Hollywood & Spine Archive: Watch the Skies
An overview to the novelization (and reprint) of CLOSE ENCOUNTERS OF THE THIRD KIND, originally published in August 2023.
This is the most recent Hollywood & Spine I've done on an actual novel - there's an interview I'm republishing in October that's the "real" last entry so far. Perhaps I will be able to get back into the habit of reading novelizations when not taking care of my kids or working. But if not, I'm honestly proud of the body of work, coming together again on this very site. (originally published 8/23/2023)
Close Encounters of the Third Kind by Steven Spielberg (pseudonym for Leslie Waller, based on the screenplay by Spielberg) (Dell, 1977 - rev. 1980)
The pitch: Steven Spielberg's first big-budget foray into science fiction found two average strangers and a coalition of science and military personnel on a collision course toward the greatest discovery of our time: actual contact with extra-terrestrial life.
The author: Spielberg, fresh off his 1975 adaptation of JAWS that helped invent the modern Hollywood blockbuster, was for the first time working from a screenplay of his own (one of only three credits as a writer-director). The actual author, Leslie Waller (1923-2007), wrote various novels while working in public relations; under the pseudonym Patrick Mann, he wrote prose adaptations of films like Dog Day Afternoon and the television series Falcon Crest.
The lowdown: Up to this point in Steven Spielberg's career, he was merely an upstart master of spectacle, not a king of Hollywood. With that in mind, Close Encounters of the Third Kind may be his first "most personal film." Aside from being an original with roots in his childhood, it touches on so many of the themes the director holds dear: the fascination with what might live out among the stars, the angst that comes from lack of communication, the absolute innocence of children, and the angst (and collapse) of the suburban nuclear family - all Spielberg calling cards.
Five years later, he'd take many of these concepts and make an even better, even more successful picture; even in 1977-1978, the grandiosity and earthbound drama of Close Encounters took a cultural backseat to his friend George Lucas' sci-fi epic Star Wars, released six months earlier. Perhaps sandwiching Close Encounters between Luke Skywalker's galaxy far, far away and the commercial juggernaut of E.T. The Extra-Terrestrial makes this picture appear underrated. But as a huge fan of all those films at various points in my life, my affection for Close Encounters has only grown with age. This means something. This is important.

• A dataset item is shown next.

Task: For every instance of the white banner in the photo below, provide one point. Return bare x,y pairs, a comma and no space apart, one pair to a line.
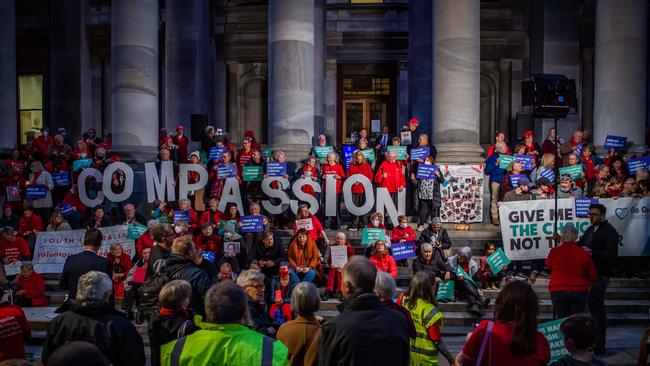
527,226
53,247
462,193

The things Steven wanted to say about himself through his art really took root in the story of Close Encounters. When electrician Roy Neary (Richard Dreyfuss) comes across a dazzling spaceship that gives him a half-sunburned face and a nagging desire to make sense of what he saw, it consumes him, just the way Spielberg's family interests consumed him. The director recalled being woken up in the middle of the night by his father Arnold, an electrical engineer, to see the Perseid meteor shower. But Neary's family misunderstands him, the way Arnold and his academically-averse son frequently missed each other. In a stunning passage of a 2017 documentary on his career, Steven shared that the painful scene when Neary's son berates his father for having a tearful breakdown was inspired by his own angry reaction to his father's tears when announcing that he and his wife Leah were divorcing. Neary's alienation from his wife and children is certainly among the director's first attempts to process that separation (taken to its natural endpoint in 2022's The Fabelmans, where the Spielberg stand-in is horrified to imagine himself camera blocking his parents' divorce discussion), and he even builds a bridge between his parents in the film's climax, combining his father's love of computing and his mother's love of music.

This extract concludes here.